Fallstudie · Unternehmen am Pranger
Hochschule Luzern – Informatik
Themen: Ölpest · Sicherheitsmängel · BP · Krisenverlauf
Ausgangslage und Fragestellung
Bei der Explosion der Deepwater Horizon 2010 starben elf Menschen. Über mehr als drei Monate strömten über 500 Millionen Liter Öl in den Golf von Mexiko; Warnsignale und technische Hinweise waren zuvor nicht ausreichend beachtet worden.
Vorgehen
Der Fall wird mit der Krisenverlaufskarte nach Ereigniskette, Unternehmensreaktion, Kommunikation, Medienwahrnehmung und Stakeholderfolgen gegliedert.
Zentrale Ergebnisse
BP kommunizierte aktiv, fokussierte jedoch eigene Schutzmassnahmen und bagatellisierte zentrale Fakten.

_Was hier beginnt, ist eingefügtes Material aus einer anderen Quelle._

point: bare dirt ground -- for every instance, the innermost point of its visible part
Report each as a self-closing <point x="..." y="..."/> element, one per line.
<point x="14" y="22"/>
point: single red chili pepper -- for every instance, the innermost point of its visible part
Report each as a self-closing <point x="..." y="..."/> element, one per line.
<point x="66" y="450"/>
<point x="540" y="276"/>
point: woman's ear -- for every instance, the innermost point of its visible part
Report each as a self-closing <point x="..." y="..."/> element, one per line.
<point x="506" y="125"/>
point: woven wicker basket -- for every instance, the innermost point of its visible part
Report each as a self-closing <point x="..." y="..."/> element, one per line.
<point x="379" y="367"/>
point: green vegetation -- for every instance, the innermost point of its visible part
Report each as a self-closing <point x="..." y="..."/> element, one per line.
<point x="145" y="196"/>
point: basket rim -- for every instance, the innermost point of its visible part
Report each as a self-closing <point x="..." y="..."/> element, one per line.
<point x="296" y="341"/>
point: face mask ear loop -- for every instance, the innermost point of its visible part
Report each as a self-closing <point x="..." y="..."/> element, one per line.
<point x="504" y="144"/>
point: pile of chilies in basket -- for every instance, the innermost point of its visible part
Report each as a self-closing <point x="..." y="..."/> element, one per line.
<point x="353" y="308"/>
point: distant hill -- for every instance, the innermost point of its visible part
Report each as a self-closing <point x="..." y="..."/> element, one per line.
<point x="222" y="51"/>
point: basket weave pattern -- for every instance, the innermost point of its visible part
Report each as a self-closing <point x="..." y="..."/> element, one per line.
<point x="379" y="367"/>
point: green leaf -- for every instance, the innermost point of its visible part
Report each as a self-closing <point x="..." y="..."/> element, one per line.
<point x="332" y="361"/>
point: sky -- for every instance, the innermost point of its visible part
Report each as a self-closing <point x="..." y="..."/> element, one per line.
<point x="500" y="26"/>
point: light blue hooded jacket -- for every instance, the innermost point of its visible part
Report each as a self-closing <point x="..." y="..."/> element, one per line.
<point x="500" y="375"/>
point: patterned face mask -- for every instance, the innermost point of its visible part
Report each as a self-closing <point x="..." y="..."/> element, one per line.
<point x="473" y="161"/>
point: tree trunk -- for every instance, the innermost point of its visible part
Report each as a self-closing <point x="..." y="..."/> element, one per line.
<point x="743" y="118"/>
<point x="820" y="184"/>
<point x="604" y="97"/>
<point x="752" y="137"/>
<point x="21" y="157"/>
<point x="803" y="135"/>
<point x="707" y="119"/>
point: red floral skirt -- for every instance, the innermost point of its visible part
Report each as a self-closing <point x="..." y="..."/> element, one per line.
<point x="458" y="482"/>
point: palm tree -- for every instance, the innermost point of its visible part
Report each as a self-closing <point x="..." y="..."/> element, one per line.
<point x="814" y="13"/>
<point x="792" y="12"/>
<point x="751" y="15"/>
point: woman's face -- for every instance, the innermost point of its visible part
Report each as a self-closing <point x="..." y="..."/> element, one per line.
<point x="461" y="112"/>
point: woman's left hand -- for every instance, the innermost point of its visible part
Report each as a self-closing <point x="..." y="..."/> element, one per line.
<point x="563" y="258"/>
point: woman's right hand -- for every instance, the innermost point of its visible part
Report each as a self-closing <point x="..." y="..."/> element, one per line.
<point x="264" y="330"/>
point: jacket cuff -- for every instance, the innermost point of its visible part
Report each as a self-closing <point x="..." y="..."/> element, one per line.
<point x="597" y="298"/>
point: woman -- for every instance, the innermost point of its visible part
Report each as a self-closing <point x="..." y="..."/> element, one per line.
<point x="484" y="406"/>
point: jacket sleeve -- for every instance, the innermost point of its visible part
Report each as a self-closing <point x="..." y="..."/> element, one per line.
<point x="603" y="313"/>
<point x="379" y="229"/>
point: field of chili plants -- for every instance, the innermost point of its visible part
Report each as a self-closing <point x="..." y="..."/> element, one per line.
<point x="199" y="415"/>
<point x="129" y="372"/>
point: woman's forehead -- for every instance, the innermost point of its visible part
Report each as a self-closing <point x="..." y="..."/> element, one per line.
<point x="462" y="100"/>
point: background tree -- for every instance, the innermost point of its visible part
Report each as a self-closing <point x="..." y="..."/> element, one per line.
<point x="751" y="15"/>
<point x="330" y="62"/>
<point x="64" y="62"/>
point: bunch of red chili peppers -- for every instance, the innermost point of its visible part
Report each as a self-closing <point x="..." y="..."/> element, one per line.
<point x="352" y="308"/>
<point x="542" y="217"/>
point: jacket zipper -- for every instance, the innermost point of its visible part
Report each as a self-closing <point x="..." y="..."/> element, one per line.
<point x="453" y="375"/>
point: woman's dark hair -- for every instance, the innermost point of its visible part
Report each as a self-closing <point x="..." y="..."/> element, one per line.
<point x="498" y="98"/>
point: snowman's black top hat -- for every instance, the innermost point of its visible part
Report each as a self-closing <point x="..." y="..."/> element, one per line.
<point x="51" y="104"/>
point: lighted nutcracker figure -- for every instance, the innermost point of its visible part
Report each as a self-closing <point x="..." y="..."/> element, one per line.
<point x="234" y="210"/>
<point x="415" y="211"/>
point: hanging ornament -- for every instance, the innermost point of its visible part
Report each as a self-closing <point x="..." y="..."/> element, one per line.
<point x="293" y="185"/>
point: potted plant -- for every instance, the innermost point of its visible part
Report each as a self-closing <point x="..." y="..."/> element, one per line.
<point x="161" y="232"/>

Medienrecherchen widersprachen dieser Darstellung; der Eindruck eines auf Kosten von Umwelt und Beschäftigten gewinnorientierten Konzerns verfestigte sich. Es folgten Milliardenbussen und massive Wertverluste.
Bedeutung für die Praxis
Transparenz entsteht nicht durch viele Kanäle, sondern durch vollständige und überprüfbare Fakten. Warnsignale, Schutz von Mitarbeitenden und Umweltfolgen müssen Vorrang vor Themenkontrolle und Suchmaschinenmarketing haben.